Official Ends Online Access to Public Records with Social Security Numbers

Official Ends Online Access to Public Records with Social Security Numbers

Over the past few years, several U.S. states have been posting images of such records on their Web sites without redacting any of the sensitive information -- much to the outrage of privacy advocates.

Three years after it first made available certain documents containing Social Security numbers and other sensitive data on its Web site, the California secretary of state's office last week finally shut down online access to the records because of identity theft concerns.

In a statement Secretary of State Debra Bowen said her office was also freezing bulk electronic sales of its Uniform Commercial Code (UCC) database until all but the last four digits of Social Security numbers were removed from documents.

There are approximately 2 million UCC filings on record with the secretary of state's office; about a third contain Social Security numbers.

Bowen said her office is considering using redaction technology to block out the first five digits of the Social Security numbers from UCC documents.

And it has posted a warning online urging UCC filers not to include the numbers in their documents. Bowen also announced support for legislation sponsored by state Assembly member Dave Jones (D-Sacramento) that would require no more than four digits from an individual's Social Security number on public records -- both at the state and county levels.

Officials in Bowen's office could not be reached for comment.

UCC documents are financial statement filed with the state by banks and other creditors when an individual takes out certain types of loans. The documents are considered public records and are available for purchase by the public. Over the past few years, several states have been posting images of such records on their Web sites without redacting any of the sensitive information -- much to the outrage of privacy advocates.

"This is yet another place where our laws haven't kept pace with advances in technology," Bowen said in the statement.

"To make the agency more business-friendly, previous Secretaries of State have made these records available on the Internet. However, until we find a way to remove all but the last four digits of people's Social Security numbers from the records in the electronic database, I've decided to pull the plug on the system."

Bowen's decision came just weeks after her office was notified by Jones about the easy availability of Social Security numbers on its Web site, and the danger that poses for potential identity theft.

An aide to Jones today described how he purchased about 20 UCC records from the site at $6 per record and discovered that 14 of them contained Social Security numbers, full names, addresses and even images of signatures.

"It was totally easy to get those records," said the aide, who asked his name not be used. All it involved was clicking through as a nonsubscriber, entering some basic contact information and credit card details and searching for records using common last names, he said. One record contained Social Security numbers for seven people.

"Californians like to fancy ourselves about being so good on privacy," the aide said.

"But what we saw on the site was mind-boggling." Because state laws prohibit the posting of such information in public records at the county level, "it was surprising to see this happening at the state level."

But California is not the only state to post UCC documents on the Web, nor is it the first one to take the postings down, said B.J. Ostergren, a privacy advocate in Richmond, Va., who has been pressing state and county governments to remove such data from their Web sites.

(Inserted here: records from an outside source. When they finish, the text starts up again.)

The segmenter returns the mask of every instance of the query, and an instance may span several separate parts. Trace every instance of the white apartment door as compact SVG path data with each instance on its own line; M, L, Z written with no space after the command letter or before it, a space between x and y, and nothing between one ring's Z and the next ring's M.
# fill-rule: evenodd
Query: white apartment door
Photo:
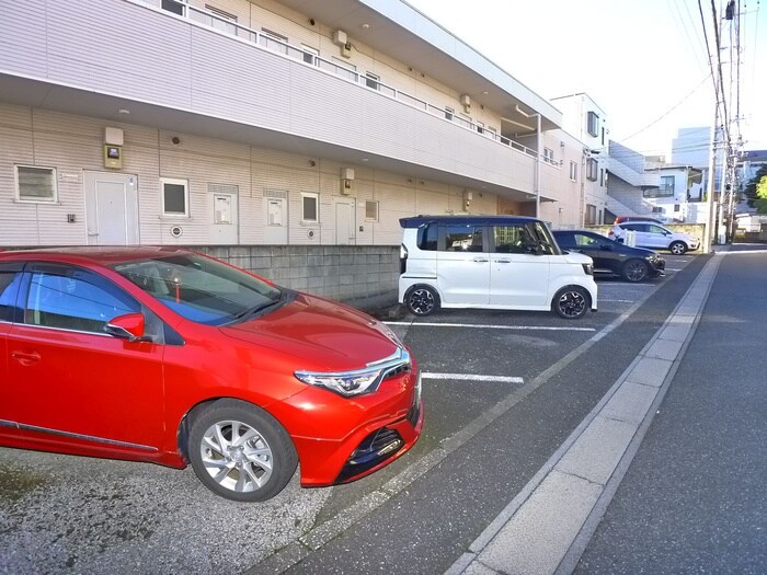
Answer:
M138 177L85 172L85 225L89 245L139 243Z
M286 245L288 241L287 193L282 193L284 197L277 197L277 193L272 194L274 197L264 197L264 242L271 245Z
M210 242L233 245L239 241L238 228L238 193L237 186L217 185L210 189L209 202L213 212L210 225Z
M354 198L335 200L335 243L351 245L355 243L356 234L354 217Z

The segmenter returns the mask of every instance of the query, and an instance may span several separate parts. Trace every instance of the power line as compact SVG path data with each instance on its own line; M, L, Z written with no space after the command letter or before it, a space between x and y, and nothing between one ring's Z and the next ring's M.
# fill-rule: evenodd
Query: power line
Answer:
M679 107L679 106L680 106L682 104L684 104L687 100L689 100L689 99L692 96L692 94L695 94L695 93L698 91L698 89L699 89L701 85L703 85L703 83L706 82L706 80L709 79L710 76L711 76L711 72L707 73L707 74L703 77L703 79L700 81L700 83L699 83L698 85L696 85L692 90L690 90L690 92L689 92L686 96L684 96L684 97L683 97L682 100L679 100L676 104L674 104L674 105L673 105L669 110L667 110L663 115L661 115L660 117L657 117L656 119L654 119L653 122L651 122L650 124L648 124L646 126L644 126L642 129L640 129L640 130L638 130L638 131L634 131L631 136L628 136L627 138L622 138L621 141L628 141L628 140L630 140L631 138L633 138L634 136L639 136L639 135L642 134L644 130L646 130L646 129L653 127L655 124L657 124L659 122L661 122L661 120L662 120L663 118L665 118L668 114L671 114L672 112L674 112L677 107Z

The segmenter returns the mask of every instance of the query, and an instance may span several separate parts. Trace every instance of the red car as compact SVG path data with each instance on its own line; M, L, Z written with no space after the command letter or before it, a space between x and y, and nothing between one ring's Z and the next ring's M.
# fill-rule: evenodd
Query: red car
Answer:
M386 325L168 248L0 252L0 445L191 463L234 501L410 449L421 378Z

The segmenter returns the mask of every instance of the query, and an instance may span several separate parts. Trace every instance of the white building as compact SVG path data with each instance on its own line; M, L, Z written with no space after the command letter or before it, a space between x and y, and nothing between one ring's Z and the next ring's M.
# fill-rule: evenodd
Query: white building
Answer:
M580 226L604 223L610 134L607 115L584 93L554 97L552 103L562 111L564 131L582 145L577 152L584 176L580 179L583 197Z
M403 216L581 221L560 111L404 2L95 5L3 3L2 246L193 245L348 299L396 285Z

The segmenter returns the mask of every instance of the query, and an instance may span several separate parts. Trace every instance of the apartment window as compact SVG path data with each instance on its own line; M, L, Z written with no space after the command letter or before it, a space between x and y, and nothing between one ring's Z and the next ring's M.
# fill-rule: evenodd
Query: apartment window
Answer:
M179 14L180 16L184 15L184 2L181 2L179 0L162 0L160 7L163 10L168 10L169 12L173 12L174 14Z
M674 195L674 176L662 175L661 187L651 187L642 192L644 197L672 197Z
M594 226L596 223L596 206L586 204L586 223Z
M162 214L164 216L190 215L190 189L186 180L160 179L162 188Z
M598 176L598 163L594 158L588 158L586 160L586 179L591 180L592 182L596 182L596 179Z
M371 88L373 90L380 90L380 76L376 76L375 73L370 72L365 74L365 85Z
M16 199L20 202L49 202L58 199L56 191L56 170L16 165Z
M575 182L577 180L577 163L570 162L570 180Z
M378 221L378 202L365 202L365 219L367 221Z
M311 46L307 46L306 44L301 44L301 48L304 49L304 61L307 64L311 64L312 66L319 66L319 57L320 57L320 50L317 48L312 48Z
M319 202L320 197L317 194L301 194L301 221L319 221L319 210L317 209Z
M347 80L352 80L353 82L357 81L357 67L353 64L348 64L346 60L342 60L341 58L336 58L335 56L331 56L333 59L333 65L335 66L334 72L342 77L346 78Z
M268 49L287 54L287 36L272 32L271 30L261 28L262 44Z
M588 134L594 137L599 135L599 116L597 116L596 112L588 113L586 129L588 130Z
M237 22L237 16L234 14L230 14L229 12L221 10L220 8L216 8L215 5L205 4L205 10L207 10L211 14L217 15L222 20L228 20L229 22Z

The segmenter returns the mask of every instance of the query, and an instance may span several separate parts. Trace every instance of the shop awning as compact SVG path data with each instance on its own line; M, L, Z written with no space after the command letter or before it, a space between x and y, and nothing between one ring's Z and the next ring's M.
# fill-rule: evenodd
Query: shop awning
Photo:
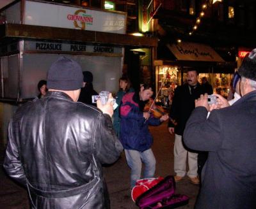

Ostergren runs The Virginia Watchdog, which has for the past several years documented cases where county governments and secretary of state offices around the country have routinely posted sensitive data online.

Many are moving to block online access to the information because of heightened privacy concerns, she said. Some, such as the Ohio secretary of state's office, did so only after being threatened with a class action lawsuit. Even then, that state has not been entirely successful in removing the sensitive information.

Among the states that have pulled down images of UCC documents with Social Security numbers are Oregon, Missouri, New Mexico, Vermont, New York and North Carolina, Ostergren said. But several other states continue to make UCC documents containing sensitive data either available for free or for purchase, she said. The list includes Florida, Georgia, Iowa, Maryland and Massachusetts, Ostergren said.